Après analyse, des différences significatives ont été observées au niveau du groupe traité à l’escitalopram et celui non traité. Cependant, ce contraste mettait du temps à se manifester. Le premier groupe ne présentait une augmentation progressive de la densité synaptique au niveau du néocortex et de l’hippocampe qu’après 29 à 38 jours de traitement. Cette augmentation allait en croissant avec le temps. Aucun effet n’a été constaté pour le groupe placebo.
« Cela indiquerait dans une certaine mesure que la densité synaptique du cerveau pourrait être impliquée dans le fonctionnement de ces antidépresseurs. Les synapses se développent sur une période de plusieurs semaines, ce qui expliquerait pourquoi les effets de ces médicaments mettent du temps à se manifester », suggère le coauteur de l’étude Gitte Knudsen, de l’hôpital universitaire de Copenhague.

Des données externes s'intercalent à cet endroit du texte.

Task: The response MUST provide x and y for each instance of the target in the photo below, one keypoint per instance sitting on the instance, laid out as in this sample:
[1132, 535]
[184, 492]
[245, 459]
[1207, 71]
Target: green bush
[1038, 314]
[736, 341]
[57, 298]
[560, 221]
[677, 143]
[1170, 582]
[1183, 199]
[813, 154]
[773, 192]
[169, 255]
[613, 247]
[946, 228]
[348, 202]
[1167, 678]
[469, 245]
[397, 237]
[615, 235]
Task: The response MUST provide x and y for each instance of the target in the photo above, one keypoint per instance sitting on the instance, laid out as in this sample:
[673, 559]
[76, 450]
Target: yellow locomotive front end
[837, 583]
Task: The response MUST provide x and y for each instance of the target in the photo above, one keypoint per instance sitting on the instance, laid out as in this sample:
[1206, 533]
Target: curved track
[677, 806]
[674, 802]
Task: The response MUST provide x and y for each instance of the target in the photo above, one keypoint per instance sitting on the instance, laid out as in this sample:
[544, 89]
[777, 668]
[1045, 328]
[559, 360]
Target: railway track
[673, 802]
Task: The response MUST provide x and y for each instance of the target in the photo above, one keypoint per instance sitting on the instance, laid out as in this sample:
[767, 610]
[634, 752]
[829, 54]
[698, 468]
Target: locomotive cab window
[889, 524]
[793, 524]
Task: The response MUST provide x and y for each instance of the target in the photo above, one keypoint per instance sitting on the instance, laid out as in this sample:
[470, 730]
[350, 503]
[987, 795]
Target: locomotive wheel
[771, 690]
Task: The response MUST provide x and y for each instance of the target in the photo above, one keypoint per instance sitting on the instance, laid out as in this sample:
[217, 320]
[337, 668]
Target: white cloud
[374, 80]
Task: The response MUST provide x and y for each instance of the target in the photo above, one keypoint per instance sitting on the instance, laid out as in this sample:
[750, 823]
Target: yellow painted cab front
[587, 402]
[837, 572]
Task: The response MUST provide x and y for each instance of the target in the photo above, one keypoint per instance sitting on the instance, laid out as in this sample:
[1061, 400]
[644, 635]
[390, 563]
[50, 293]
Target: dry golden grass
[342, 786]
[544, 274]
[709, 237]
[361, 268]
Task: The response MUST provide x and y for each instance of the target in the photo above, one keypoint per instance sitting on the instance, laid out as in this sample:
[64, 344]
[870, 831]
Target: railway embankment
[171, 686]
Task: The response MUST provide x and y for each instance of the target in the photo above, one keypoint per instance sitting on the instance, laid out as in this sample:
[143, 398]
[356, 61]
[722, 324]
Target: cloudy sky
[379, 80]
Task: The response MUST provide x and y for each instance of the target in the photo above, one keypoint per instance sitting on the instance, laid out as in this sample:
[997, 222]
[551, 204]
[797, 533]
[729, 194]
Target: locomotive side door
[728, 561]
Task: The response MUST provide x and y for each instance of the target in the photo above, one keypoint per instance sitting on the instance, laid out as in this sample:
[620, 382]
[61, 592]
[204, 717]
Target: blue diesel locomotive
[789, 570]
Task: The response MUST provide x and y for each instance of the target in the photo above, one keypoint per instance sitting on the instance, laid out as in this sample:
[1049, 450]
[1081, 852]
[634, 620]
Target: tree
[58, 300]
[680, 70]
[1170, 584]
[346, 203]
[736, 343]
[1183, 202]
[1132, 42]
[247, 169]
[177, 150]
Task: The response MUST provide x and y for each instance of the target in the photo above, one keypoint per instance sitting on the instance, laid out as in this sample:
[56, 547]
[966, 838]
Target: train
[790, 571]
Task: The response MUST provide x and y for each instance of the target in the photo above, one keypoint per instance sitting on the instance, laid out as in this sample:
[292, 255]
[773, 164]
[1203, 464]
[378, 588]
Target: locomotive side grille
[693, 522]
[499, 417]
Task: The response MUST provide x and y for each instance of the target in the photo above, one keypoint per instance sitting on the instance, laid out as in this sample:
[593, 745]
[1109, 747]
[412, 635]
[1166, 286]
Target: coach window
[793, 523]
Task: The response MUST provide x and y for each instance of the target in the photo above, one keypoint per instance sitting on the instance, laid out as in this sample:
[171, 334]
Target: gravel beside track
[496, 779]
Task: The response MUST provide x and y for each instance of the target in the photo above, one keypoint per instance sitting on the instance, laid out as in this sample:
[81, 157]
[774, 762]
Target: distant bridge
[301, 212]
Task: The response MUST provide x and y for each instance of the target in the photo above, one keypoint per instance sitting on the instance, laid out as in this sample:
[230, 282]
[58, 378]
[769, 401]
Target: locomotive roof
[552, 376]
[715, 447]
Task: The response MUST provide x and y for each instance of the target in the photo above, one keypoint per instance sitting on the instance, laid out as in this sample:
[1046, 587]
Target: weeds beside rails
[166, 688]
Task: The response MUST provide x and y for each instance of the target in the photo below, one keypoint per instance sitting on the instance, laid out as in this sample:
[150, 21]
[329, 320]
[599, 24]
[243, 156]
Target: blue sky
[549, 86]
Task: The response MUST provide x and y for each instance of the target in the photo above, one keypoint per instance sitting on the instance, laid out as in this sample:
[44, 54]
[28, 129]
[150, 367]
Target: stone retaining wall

Les essais sur des individus sains ont permis d’étudier spécifiquement les effets des ISRS sur la neuroplasticité, sans interférence avec d’autres conditions. « Les retards dans l’action thérapeutique des antidépresseurs est une énigme pour les psychiatres depuis qu’ils ont été constatés pour la première fois il y a plus de 50 ans », déclare David Nutt de l’Imperial College de Londres. La prochaine étape est de déterminer si les résultats sont transposables dans les conditions pathologiques et de quelle manière ils peuvent potentiellement être liés à une atténuation des symptômes.